One thing we should note is that TED is parasitic upon conventional research funding whilst propagating an emergent message that such funding is unnecessary. Its presentation of arts and sciences in the presence of IT investors smacks of decorative learning, reminding me of the British Museum’s original role as the cultivated face of ruthless imperialism. Inasmuch as it presents academics’ research in the arts and sciences, TED piggybacks off publicly-based conventional funding, whilst presenting it within its overall context about the free-ness of ideas and the effectiveness of venture capitalism. God help us if governments responsible for allocating funds to research councils buys TED’s message that a good idea costs nothing. It is certainly not without its appeal. And watch out for an Amazon-style monopoly of TEDsters in the Internet-based delivery of education for the poor in the near future.

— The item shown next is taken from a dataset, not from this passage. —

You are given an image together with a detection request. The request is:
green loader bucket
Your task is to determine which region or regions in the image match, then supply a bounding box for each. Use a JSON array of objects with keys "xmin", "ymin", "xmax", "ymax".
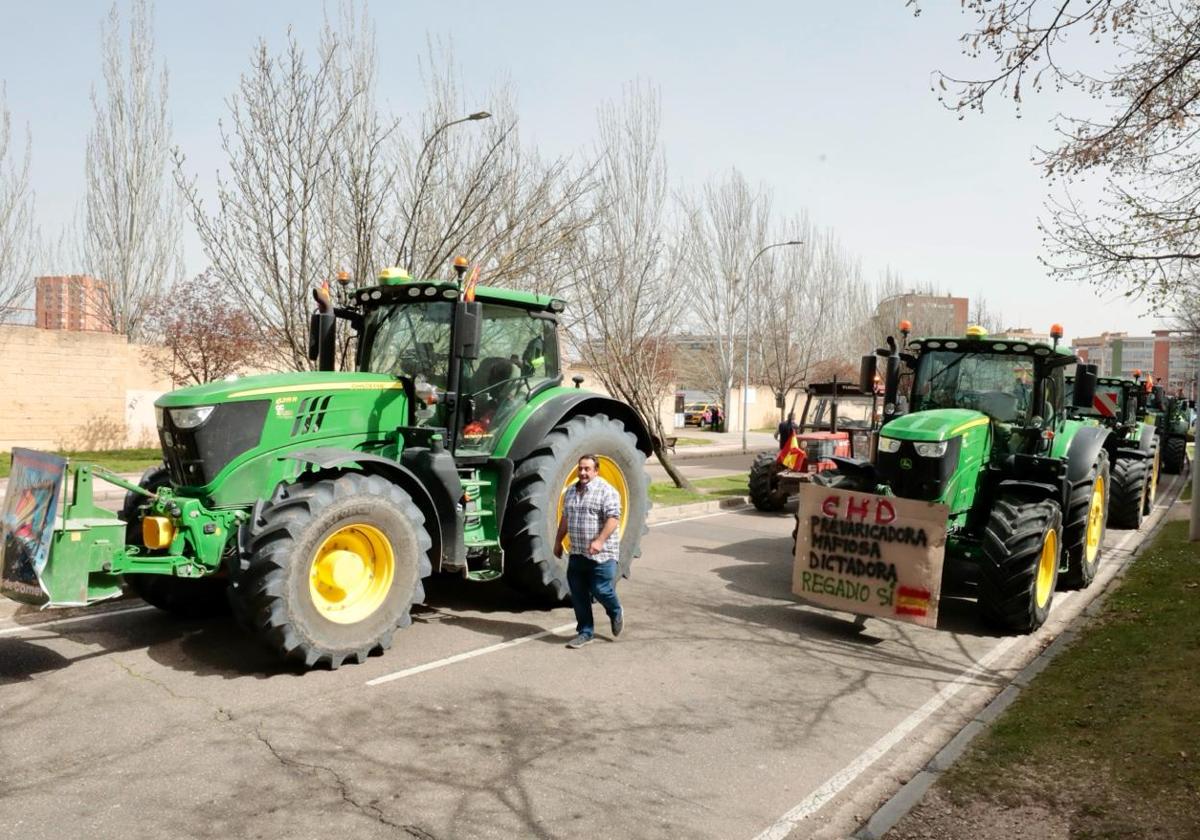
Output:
[{"xmin": 1, "ymin": 448, "xmax": 124, "ymax": 607}]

Of course TED does not do anything so crass as to publicly articulate or recommend any model for funding and its research. Indeed, there is not even a single ‘voice of TED’; it revels in its networked nature. But it would be naïve in the extreme to think that the collected wealth of its patrons, whose achievement is valorised through the chic of its conferences and propagated globally through the muscle of their investment strategies, has no effect. The message is no less powerful – perhaps is more so – for being emergent rather than explicit.
If you doubt that venture capitalism and hedge funds have been successful in a widespread and equitable enhancement of global public good then you might well question whether this is a good way of choosing what knowledge to value and develop. And you might legitimately point out that IT firms have not always reached their financially dizzy heights of success without a certain creativity in fulfilling their civic tax responsibilities.
Many good things come out of TED. Its speakers present ideas that are interesting and curious in themselves. It offers a chance to increase the profile of research, and to connect it with the people who can facilitate its positive impact on the world. But it should also give us considerable pause for thought, lest we buy into its economically infected notion of what knowledge is.